In February 2003, along with editors Arnaud Lanuque, Stéphane Jaunin, Philippe Quevillart and David-Olivier Vidouze, Ogé created HKCinemagic2, an encyclopedia of Hong Kong cinema. The site containing photo galleries of casts and crew members focuses on the films of Shaw Brothers Studio, "gweilos" (foreigners) in the Hong Kong film industry and Category 3 films. The content on the two sites continued to increase and a French forum was installed, initially on Hiwit.com in June 2003. In May 2004, a bilingual French and English board was installed on Invision. As of March 2009, the Invision forum has more than 4,000 registered users.

After Laurent Henry left the project, HKCinemagic1 and HKCinemagic2 were merged, creating the last incarnation of Hong Kong Cinemagic (hkcinemagic.com). The new site was designed by Marc Delcambre, Jean-Louis Ogé and Thomas Podvin and was launched in November 2004. Similar to HKMDB, the database can be searched by film title or by person's name. For the 6 months up to February 2009, the site attracted an average of 17,700 visitors per month from the US alone.

==Critical reception==
Industry professionals and Hong Kong films fans have referred to HKCinemagic as a "site with unparalleled depth of information on Hong Kong cinema", and as an indispensable site that "possesses a wealth of articles and interviews (in French and English)".

Hong Kong Cinemagic has been used as a resource for reference and notes by scholars, critics, film institutions such as the Cinémathèque Française, the French film Archive in Paris, and specialised websites.

==Data==
Hong Kong Cinemagic contained credits for cast and crew members, portrait galleries, screenshots and trailers, as well as reviews written in-house and special notes of information on films. Additional information about alternative titles, titles in Chinese and pinyin, production company, country of origin, genre, release date, box office gross and languages spoken is included where known. Information about cast and crew members may include gender, birth dates and biographies.

In addition to browsing with the website's own search engines, film can be browsed by date, name and genre, and people can be browsed by name and role. A person's filmography can be displayed by date, genre, and activity and/or by selecting solely Hong Kong productions or productions from all countries. The site also provides information on film companies and studios, the dates companies were founded and by whom, and the films they have released or distributed. A glossary of terms specific to Chinese cinema and Chinese culture is also available.

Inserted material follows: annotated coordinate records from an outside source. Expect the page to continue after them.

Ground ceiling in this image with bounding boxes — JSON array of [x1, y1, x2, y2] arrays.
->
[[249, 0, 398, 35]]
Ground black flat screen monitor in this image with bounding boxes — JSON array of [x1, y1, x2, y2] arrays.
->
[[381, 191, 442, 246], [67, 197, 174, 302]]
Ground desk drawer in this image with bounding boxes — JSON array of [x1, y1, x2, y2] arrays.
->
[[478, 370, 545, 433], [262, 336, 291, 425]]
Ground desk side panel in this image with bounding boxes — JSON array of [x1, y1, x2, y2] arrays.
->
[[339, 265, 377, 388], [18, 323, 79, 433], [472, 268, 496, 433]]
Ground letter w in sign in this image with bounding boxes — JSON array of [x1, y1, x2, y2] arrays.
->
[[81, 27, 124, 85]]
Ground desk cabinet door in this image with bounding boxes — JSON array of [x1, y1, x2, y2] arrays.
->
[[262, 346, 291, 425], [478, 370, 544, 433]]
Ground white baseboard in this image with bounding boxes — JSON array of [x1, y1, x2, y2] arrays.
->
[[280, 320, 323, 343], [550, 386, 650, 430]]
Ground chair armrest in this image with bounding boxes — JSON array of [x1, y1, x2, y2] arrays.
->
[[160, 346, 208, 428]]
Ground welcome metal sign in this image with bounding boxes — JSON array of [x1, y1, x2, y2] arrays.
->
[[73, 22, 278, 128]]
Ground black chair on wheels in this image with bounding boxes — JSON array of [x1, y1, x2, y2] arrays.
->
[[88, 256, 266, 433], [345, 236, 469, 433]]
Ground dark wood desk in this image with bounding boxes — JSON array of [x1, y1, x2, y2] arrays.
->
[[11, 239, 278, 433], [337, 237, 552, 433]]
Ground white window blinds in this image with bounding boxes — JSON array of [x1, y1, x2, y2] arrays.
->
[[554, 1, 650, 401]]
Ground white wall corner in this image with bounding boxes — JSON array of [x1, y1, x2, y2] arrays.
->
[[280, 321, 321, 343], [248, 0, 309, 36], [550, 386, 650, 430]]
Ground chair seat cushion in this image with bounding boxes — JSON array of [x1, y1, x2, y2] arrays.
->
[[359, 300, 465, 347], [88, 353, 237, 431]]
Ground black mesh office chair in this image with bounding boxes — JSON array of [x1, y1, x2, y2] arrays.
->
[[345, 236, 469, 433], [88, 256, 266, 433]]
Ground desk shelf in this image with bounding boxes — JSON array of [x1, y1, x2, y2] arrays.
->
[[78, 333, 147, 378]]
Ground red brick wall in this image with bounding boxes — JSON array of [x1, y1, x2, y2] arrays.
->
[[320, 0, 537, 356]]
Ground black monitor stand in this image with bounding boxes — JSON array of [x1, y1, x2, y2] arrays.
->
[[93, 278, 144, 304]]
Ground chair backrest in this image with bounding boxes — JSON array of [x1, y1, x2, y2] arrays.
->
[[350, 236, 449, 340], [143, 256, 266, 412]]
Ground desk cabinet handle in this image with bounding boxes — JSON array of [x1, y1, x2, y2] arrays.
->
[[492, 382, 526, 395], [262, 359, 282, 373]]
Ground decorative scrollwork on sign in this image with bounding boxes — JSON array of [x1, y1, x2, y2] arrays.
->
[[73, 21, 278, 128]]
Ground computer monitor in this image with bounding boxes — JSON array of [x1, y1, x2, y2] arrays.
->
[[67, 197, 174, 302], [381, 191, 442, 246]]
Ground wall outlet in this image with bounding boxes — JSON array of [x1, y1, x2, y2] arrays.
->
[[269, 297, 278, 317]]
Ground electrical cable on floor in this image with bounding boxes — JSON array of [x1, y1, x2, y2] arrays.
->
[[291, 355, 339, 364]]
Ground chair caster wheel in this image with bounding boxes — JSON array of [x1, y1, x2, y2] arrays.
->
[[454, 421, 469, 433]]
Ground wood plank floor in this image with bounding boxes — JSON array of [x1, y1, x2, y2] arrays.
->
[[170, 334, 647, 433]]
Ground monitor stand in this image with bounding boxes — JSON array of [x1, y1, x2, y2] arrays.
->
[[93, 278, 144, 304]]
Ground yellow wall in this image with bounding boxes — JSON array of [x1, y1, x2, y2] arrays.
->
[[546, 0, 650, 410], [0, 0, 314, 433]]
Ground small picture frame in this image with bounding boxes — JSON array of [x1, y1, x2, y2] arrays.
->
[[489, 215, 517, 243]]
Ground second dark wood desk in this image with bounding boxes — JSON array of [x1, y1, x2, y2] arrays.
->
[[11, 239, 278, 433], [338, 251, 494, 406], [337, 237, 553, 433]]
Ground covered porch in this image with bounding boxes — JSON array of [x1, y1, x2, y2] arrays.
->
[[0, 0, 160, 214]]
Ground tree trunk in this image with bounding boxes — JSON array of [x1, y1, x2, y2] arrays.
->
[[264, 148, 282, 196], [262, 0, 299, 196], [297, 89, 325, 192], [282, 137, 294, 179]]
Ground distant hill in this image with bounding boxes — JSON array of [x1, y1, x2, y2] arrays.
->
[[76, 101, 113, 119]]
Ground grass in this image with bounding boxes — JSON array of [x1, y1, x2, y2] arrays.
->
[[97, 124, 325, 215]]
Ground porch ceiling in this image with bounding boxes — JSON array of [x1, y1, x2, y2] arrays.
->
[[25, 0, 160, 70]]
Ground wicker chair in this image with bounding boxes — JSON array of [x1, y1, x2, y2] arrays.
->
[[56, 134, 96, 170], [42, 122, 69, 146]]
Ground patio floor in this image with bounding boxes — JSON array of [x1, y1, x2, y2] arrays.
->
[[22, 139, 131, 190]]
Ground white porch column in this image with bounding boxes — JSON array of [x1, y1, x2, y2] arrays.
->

As of March 2009, there are over 10,000 films and over 17,000 people in the database, as well as information on 1,300 studios. There are 26,500 images and 2,000 trailers and other videos. In addition, the site contains biographies, film reviews, interviews, feature articles, and reports.

Hong Kong correspondents and editors have interviewed many key figures of the Hong Kong film industry. In-depth interviews of actors, directors, and film technicians are available in English and/or in French. Past interviewees have included Johnnie To, Patrick Tam, Wong Jing, Anthony Wong, Eric Tsang, Peter Chan, Lawrence Ah Mon, Gordon Liu, Ti Lung, Stanley Kwan and Chen Kuan Tai.

In contrast to databases such as HKMDB and IMDb, Hong Kong Cinemagic does not include the names of the characters that actors played in their films. However, the film pages often do include comprehensive image galleries of cast and crew.